Dos atardeceres a la semana, en un edificio separado de la zona de clases, los estudiantes tenían sesión de discoteca - sin alcohol-. Durante una de esas sesiones, mientras yo paseaba cerca de la discoteca, evitando el estruendo musical del interior - sólo entraba un momento, al inicio de la sesión, para que mis estudiantes supieran que estaba por allí- se me acercan los dos árabes con caras un tanto alteradas y me preguntan,
- ¿Qué es GILIPOLLAS?
Inmediatamente se me encendió la bombilla.

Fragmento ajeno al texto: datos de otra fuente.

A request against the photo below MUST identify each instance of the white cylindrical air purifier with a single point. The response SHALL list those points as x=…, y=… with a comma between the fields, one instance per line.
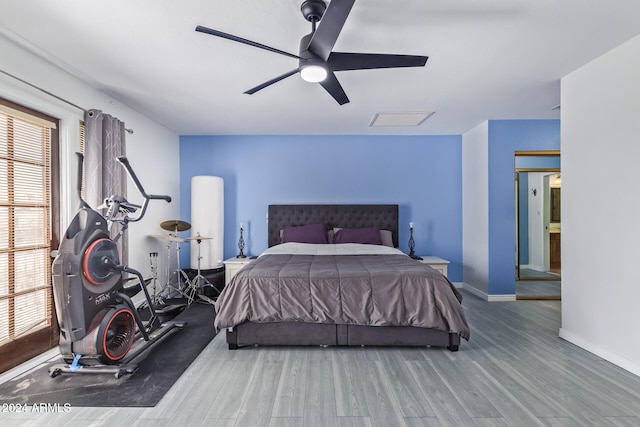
x=207, y=219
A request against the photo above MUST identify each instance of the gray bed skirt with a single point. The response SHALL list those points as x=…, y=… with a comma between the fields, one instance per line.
x=299, y=333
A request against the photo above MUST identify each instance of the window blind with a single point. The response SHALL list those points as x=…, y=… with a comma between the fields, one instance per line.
x=26, y=303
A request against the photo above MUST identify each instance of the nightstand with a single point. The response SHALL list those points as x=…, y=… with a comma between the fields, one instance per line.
x=439, y=264
x=232, y=266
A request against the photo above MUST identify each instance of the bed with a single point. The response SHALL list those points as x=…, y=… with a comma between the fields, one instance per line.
x=351, y=287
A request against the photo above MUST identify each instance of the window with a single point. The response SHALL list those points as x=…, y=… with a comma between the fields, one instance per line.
x=28, y=208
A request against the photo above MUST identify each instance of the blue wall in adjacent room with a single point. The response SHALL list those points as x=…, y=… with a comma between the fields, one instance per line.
x=422, y=174
x=505, y=138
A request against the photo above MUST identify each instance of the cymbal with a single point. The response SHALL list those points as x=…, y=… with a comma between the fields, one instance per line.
x=175, y=225
x=168, y=237
x=198, y=237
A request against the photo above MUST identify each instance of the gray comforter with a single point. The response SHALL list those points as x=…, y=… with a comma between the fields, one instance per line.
x=379, y=290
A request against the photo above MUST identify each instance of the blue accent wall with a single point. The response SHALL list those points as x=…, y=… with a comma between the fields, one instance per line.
x=505, y=138
x=422, y=174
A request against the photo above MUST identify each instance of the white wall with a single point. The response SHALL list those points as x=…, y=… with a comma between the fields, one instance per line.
x=600, y=278
x=475, y=209
x=153, y=150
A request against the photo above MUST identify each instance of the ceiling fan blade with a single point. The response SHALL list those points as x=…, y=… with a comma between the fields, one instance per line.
x=341, y=61
x=231, y=37
x=331, y=24
x=332, y=85
x=272, y=81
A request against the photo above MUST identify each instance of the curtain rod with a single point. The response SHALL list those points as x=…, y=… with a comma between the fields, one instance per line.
x=129, y=131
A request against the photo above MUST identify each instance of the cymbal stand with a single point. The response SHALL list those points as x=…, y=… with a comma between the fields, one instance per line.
x=197, y=282
x=153, y=260
x=175, y=284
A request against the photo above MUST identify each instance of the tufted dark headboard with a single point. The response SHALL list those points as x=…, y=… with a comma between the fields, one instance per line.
x=384, y=217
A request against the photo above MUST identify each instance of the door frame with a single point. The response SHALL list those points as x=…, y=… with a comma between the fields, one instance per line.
x=517, y=171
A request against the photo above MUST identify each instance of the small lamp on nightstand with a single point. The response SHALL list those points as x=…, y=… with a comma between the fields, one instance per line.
x=412, y=243
x=241, y=245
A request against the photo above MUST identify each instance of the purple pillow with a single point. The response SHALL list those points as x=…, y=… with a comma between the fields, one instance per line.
x=311, y=233
x=369, y=236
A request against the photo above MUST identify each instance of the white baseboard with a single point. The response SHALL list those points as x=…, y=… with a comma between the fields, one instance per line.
x=29, y=365
x=481, y=294
x=607, y=355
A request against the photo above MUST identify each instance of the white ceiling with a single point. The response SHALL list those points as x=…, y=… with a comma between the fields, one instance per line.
x=488, y=59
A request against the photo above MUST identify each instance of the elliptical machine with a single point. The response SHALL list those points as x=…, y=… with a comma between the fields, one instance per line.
x=97, y=319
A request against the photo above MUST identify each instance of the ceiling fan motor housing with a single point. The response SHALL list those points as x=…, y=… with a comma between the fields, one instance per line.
x=312, y=10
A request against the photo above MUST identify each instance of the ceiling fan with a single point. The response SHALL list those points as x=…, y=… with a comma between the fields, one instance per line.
x=316, y=61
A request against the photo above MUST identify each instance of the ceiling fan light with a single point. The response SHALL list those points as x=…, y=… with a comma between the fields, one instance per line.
x=313, y=73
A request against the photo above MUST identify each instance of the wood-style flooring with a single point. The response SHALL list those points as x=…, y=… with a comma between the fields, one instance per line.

- ¡Vaya!, -pensé- ya algún madrileño ha llamado gilipollas al grandullón este.
Sin inmutarme y alegremente, con una gran sonrisa, le dí unas amistosas palmadas en la espalda al tiempo que le decía,
-¡ Gilipollas is Friend! ¡¡FRIEND!!, ¡¡ FRIEND!!, ¡GILIPOLLAS!!!, ¡FRIEND!!!, ¡¡ FRIEND!!!
Les cambió la cara y se pusieron muy contentos.
Yo inmediatamente me las arreglé para correr la voz entre los estudiantes asturianos y madrileños.
Aquella velada de disco acabó con los estudiantes españoles y árabes abrazándose jubilosamente al grito de, ¡¡FRIEND!!, ¡GILIPOLLAS!!!, ¡¡¡GILIPOLLAS!!!, ¡¡¡GILIPOLLAS!!!, ¡¡¡FRIEND!!!.